Hi, We have a win 2003 server that acts as AD, File server but not domain controller, with approximately 2x workstations, the problems is that most users are experiencing slow log in, as well as slow access to the mapped network drives when working on the workstations. The workstations are running XP sp2. I also get the following errors from the event viewer.

Source: Userenv
Event ID: 1053

Windows cannot determine the user or computer name. (The specified domain either does not exist or could not be contacted. ). Group Policy processing aborted. 

Source: AutoEntrollment 
Event ID:15
Automatic certificate enrollment for local system failed to contact the active directory (0x8007054b). The specified domain either does not exist or could not be contacted.
Enrollment will not be performed.

Source: NETLOGON
Event ID: 5719
No Domain Controller is available for domain "DOMAIN NAME" due to the following: 
There are currently no logon servers available to service the logon request. . 
Make sure that the computer is connected to the network and try again. If the problem persists, please contact your domain administrator.


Thanks


----------



## skinnywhiteboy (Jan 26, 2001)

"Hi, We have a win 2003 server that acts as AD, File server but not domain controller."

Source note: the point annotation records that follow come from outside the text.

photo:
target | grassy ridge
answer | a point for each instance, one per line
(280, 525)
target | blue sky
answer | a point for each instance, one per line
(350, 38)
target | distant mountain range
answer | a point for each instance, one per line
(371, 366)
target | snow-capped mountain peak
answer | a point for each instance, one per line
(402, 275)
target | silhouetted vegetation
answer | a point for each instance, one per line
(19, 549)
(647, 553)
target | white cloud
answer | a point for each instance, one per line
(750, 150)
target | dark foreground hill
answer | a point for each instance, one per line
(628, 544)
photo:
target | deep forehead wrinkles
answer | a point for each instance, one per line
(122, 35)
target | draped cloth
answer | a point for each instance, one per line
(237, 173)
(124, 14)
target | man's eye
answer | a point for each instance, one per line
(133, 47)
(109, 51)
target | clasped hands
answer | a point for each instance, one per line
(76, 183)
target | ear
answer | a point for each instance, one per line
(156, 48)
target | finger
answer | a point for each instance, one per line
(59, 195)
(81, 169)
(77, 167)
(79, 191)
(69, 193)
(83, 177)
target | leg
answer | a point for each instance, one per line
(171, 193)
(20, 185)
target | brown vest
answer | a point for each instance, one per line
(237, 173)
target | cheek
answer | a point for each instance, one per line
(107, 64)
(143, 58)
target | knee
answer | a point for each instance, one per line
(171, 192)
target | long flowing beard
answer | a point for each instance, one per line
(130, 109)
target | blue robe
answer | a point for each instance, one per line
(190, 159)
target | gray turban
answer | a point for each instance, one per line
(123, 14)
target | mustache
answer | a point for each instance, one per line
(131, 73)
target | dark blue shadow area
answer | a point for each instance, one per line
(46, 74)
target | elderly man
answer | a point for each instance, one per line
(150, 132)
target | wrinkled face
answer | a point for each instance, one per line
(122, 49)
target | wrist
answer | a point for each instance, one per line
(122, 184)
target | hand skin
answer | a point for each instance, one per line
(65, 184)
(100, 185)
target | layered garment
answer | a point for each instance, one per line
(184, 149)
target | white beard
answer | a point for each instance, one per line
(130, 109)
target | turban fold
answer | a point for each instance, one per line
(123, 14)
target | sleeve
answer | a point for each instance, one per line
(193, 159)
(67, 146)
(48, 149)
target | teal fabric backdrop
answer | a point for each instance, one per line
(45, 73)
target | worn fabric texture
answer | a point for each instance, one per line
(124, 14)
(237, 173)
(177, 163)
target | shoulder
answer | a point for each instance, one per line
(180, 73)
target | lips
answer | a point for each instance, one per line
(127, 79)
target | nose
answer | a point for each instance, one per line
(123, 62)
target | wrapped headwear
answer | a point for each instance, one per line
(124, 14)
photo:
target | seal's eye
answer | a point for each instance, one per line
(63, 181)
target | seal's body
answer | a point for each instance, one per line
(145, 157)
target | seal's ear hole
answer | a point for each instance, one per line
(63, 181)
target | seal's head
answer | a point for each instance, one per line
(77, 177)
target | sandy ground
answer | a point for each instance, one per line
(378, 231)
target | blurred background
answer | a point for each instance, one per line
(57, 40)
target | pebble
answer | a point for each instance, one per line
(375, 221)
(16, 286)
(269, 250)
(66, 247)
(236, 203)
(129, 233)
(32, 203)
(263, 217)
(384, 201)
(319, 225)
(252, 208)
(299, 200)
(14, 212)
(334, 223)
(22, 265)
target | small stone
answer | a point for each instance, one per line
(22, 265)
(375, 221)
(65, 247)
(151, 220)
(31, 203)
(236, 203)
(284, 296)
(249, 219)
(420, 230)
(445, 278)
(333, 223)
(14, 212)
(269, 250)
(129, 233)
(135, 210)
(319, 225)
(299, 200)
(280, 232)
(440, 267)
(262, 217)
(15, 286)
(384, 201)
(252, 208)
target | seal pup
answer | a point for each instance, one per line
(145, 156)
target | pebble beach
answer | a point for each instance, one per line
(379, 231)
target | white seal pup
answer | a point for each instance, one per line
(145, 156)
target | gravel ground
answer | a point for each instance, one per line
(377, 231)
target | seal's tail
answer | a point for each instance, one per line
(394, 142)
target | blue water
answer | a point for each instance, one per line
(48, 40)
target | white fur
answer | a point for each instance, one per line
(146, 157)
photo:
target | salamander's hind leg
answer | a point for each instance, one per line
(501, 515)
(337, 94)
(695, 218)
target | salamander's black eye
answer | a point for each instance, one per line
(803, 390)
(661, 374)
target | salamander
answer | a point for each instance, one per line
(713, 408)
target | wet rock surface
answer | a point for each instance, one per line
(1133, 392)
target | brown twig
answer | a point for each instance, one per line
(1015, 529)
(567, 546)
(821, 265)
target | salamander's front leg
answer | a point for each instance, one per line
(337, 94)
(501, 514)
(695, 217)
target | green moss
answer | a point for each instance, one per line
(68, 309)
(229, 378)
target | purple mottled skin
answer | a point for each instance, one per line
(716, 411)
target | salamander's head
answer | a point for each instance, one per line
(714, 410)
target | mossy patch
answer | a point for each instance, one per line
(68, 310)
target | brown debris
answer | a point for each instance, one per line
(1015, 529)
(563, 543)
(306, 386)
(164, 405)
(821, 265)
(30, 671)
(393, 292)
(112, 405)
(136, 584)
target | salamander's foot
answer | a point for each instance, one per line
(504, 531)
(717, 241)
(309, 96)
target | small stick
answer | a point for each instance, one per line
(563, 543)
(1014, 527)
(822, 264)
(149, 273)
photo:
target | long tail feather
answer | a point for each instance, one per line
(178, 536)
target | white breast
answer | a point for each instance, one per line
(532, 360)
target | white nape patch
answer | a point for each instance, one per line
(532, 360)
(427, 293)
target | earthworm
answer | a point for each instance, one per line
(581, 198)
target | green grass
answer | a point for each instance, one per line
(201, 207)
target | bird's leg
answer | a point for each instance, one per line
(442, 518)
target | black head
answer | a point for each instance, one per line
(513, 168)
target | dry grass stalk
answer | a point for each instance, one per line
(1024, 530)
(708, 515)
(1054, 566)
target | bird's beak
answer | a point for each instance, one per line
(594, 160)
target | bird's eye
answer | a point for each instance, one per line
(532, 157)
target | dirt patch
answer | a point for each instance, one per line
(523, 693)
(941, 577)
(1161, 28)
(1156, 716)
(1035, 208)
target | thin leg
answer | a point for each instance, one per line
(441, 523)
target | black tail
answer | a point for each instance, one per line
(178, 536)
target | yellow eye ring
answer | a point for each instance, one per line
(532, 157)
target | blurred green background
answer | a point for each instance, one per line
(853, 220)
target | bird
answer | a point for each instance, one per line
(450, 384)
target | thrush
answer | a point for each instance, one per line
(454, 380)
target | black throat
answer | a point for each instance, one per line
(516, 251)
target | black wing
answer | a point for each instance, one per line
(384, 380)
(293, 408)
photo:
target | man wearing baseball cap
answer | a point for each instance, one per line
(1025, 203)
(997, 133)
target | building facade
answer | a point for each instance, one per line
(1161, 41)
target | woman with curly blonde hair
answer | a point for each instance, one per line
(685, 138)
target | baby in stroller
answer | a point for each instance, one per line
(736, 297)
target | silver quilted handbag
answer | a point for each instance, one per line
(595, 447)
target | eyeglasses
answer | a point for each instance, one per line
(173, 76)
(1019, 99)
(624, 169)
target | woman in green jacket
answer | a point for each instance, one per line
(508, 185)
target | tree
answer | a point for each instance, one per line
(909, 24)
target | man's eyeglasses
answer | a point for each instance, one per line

Is it running AD or not? If it is, then it is a domain controller.


----------



## sunyifei23 (Jun 14, 2010)

It is running AD but the server does not distribute domain name to the work stations, but rather the router does the work. or am I understanding the wrong concept here?


----------



## skinnywhiteboy (Jan 26, 2001)

Sounds like a DNS problem, which would certainly explain the slowness. Is it also running DHCP??


----------



## sunyifei23 (Jun 14, 2010)

I am not sure actually, is there a way to check? For the workstation under the TCP/IP DHCP is enabled.


----------



## sunyifei23 (Jun 14, 2010)

The DNS was misconfigured


----------